Schuhattacke auf Mahmud Ahmadinedschad am Rande von Islam-Treffen in Ägypten

Keystone

Mit seiner aggressiven Aussenpolitik schaffte der iranische Präsident Mahmud Ahmadinedschad keine weitere Verbesserungen der Verhältnisse zwischen seinem Land und Ägypten, zwischen Persern und Arabern. Doch zum derzeitigen Gipfel der Organisationen islamischer Kooperation OIC empfing Ägypten zum ersten Mal seit 30 Jahren wieder ein iranisches Staatsoberhaupt.

Der Besuch hatte friedlich begonnen, sein ägyptischer Amtskollege Mohammed Mursi begrüsste Ahmadinedschad in Kairo am Flughafen. Doch die Charmeoffensive Ahmadinedschads – ein Versuch neue Freunde unter den Arabern zu gewinnen – sollte sich zu einer komplizierteren Aufgabe entwickeln, als er es sich vorgestellt hat.

Zuerst die Belehrung

Während seines Besuchs in der Al-Azhar-Moschee traf Ahmadinedschad auf die höchste religiöse Autorität von Ägypten, Ahmad Mohammad al-Tayyeb. In einem Communiqué der Moschee verlangte der Grosscheich vom iranischen Gast, sich nicht in die Sachen der sunnitisch regierten Staaten am Persischen Golf einzumischen. Der Iran gehört der schiitischen Glaubensströmung an und verliert immer mehr Verbündete.

Dann der Schuh-Angriff

Mahmud Ahmadinedschad besuchte danach die Hussein-Moschee, wo er auf aussergewöhnliche Weise mit der momentanen Syrien-Problematik konfrontiert wurde: Das Video der türkischen Nachrichtenagentur Anadolu zeigt einen wütenden Demonstranten, der den iranischen Präsidenten mit einem Schuh zu treffen versucht. Der jugendliche Schuh-Werfer soll mit syrischem Akzent gesprochen haben und beschuldigte Ahmadinedschad, mit iranischer Unterstützung des syrischen Regimes «seine Brüder zu töten».

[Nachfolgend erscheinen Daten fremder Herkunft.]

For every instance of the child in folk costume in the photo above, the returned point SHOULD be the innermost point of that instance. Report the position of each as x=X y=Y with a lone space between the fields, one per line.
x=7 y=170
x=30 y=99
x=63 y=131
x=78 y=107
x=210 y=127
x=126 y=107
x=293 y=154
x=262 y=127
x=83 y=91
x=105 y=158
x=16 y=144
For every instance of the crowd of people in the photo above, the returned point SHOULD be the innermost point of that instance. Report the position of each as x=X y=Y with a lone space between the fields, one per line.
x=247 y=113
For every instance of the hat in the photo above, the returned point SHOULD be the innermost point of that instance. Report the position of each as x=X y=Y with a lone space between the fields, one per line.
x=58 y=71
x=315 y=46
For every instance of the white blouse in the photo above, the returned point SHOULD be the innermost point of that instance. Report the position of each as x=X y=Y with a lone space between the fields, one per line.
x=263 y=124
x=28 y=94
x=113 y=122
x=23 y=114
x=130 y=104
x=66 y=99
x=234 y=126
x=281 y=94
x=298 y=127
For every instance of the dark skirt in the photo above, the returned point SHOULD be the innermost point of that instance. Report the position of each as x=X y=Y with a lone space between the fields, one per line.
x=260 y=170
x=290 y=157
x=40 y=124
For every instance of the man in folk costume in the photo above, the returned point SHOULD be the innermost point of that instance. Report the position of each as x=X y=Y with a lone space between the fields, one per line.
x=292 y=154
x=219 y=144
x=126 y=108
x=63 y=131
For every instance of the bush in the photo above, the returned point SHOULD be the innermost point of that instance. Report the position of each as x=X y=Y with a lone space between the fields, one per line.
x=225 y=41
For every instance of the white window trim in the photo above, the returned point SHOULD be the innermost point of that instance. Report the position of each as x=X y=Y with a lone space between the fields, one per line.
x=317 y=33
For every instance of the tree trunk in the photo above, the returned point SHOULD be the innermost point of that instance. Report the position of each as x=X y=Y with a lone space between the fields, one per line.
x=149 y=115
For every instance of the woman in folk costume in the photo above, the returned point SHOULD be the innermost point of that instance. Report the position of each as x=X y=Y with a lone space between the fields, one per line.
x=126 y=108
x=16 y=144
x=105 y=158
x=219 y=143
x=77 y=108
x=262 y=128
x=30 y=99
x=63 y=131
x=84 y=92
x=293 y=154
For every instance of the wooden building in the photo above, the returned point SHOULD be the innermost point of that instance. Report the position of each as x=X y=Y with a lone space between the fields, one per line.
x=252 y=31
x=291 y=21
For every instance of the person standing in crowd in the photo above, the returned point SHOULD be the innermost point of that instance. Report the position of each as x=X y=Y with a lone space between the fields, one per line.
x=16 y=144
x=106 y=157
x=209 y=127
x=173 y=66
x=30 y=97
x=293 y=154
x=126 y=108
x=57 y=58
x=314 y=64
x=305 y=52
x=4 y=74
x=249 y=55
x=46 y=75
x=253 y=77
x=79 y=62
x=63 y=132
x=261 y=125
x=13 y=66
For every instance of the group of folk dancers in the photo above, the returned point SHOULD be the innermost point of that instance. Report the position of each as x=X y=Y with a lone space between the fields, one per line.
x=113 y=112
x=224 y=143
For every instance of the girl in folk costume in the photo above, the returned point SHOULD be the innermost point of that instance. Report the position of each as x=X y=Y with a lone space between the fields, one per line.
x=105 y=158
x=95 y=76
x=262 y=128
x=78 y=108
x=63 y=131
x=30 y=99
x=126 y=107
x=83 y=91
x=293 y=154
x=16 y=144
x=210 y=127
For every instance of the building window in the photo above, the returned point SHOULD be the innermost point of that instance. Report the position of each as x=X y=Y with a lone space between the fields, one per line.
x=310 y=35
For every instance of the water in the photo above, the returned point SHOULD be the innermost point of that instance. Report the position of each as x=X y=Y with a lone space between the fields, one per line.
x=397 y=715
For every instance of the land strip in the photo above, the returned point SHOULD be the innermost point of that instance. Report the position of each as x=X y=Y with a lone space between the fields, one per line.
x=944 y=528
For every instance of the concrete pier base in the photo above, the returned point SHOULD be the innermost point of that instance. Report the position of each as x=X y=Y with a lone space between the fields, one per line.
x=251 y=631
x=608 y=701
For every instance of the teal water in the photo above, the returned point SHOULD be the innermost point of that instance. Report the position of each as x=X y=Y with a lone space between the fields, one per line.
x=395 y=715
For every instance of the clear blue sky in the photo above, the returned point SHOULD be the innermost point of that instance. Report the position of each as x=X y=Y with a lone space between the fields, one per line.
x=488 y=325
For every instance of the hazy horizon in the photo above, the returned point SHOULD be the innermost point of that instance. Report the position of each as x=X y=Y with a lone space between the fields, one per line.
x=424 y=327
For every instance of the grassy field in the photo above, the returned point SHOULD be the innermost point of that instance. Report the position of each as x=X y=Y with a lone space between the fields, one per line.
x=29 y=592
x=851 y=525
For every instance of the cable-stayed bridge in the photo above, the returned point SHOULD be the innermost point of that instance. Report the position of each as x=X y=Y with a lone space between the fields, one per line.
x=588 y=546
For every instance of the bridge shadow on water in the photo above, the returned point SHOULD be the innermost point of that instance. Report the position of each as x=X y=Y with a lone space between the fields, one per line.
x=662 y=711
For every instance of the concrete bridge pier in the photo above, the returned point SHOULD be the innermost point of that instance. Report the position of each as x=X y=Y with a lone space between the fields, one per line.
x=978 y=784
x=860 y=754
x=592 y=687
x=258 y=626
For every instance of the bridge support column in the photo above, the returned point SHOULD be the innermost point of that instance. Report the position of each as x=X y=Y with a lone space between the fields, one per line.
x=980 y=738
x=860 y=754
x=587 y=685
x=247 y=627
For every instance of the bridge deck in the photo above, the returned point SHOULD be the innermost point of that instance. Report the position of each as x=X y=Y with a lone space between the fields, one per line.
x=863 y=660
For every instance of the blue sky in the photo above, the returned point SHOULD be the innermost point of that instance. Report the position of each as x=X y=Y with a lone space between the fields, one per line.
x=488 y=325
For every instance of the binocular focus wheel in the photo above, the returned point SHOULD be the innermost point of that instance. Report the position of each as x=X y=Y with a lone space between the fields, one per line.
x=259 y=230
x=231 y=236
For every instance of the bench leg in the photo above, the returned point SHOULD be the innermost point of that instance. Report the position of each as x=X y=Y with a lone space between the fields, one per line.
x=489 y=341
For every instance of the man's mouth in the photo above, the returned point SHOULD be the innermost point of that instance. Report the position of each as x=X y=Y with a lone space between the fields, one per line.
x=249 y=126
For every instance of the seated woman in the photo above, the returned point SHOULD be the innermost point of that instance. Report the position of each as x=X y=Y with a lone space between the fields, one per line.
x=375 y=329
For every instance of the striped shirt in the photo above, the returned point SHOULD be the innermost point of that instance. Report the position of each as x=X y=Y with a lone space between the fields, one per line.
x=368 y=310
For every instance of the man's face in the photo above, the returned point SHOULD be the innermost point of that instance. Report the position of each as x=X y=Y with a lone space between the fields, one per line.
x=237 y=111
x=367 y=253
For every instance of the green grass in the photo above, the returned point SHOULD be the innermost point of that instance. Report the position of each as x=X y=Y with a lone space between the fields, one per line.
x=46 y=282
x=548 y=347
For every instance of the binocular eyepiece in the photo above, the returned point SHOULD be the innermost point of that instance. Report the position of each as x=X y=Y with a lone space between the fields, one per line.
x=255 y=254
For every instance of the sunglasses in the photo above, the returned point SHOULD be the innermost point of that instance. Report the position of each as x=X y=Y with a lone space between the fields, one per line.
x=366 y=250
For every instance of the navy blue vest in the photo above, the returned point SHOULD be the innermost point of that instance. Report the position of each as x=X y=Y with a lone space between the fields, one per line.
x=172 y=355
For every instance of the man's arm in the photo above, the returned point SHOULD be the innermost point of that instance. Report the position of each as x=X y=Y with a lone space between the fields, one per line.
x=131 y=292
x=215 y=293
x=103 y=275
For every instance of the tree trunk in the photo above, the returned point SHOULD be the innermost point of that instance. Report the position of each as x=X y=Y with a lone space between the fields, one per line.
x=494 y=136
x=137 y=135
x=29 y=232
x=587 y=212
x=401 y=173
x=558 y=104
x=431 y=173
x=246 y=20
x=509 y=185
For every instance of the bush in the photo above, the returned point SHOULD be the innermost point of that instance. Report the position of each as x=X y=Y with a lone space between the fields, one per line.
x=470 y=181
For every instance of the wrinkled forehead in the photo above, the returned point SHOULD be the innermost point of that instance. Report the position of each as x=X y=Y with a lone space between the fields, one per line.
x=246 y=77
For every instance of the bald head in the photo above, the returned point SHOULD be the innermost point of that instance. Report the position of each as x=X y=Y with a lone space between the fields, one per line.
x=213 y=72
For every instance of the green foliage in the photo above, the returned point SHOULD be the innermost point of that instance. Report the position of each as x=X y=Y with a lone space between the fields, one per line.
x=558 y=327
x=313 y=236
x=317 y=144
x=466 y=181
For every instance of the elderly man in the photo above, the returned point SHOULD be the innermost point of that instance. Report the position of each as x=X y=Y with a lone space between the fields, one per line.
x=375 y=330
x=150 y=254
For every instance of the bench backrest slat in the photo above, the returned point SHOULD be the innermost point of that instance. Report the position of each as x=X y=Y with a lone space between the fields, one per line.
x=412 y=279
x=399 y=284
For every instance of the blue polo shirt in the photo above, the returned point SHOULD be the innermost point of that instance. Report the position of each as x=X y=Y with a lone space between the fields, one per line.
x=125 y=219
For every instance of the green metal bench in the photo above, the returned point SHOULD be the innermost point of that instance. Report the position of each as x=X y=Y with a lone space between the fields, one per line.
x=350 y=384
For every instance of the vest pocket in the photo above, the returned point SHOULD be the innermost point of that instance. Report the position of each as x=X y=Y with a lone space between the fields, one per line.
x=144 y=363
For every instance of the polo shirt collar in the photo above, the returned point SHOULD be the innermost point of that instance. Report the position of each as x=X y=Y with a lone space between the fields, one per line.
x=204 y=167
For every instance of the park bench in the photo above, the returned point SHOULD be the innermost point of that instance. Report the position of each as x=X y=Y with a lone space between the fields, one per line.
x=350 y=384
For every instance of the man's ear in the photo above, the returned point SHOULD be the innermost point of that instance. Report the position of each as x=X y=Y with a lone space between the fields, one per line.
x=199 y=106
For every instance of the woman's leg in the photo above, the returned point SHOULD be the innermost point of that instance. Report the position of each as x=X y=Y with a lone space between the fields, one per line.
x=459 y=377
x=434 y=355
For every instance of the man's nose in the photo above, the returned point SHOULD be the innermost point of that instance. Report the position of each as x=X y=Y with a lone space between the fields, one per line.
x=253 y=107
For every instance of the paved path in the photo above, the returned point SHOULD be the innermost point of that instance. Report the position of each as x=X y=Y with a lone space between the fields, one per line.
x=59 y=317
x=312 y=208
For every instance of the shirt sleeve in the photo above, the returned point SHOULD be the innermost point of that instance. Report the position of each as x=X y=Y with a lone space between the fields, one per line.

Ahmadinedschad blieb unverletzt, der Schuh traf nämlich nicht ihn sondern einen seiner Leibwächter. Der Schuh-Angriff lässt ihn jedoch sicherlich nicht ganz kalt - der Vorfall erinnert an seinen Erzfeind Georges W. Bush, dem vor einigen Jahren die gleiche höchste arabische Demütigung drohte. Und jetzt dürften beide in einem Atemzug genannt werden.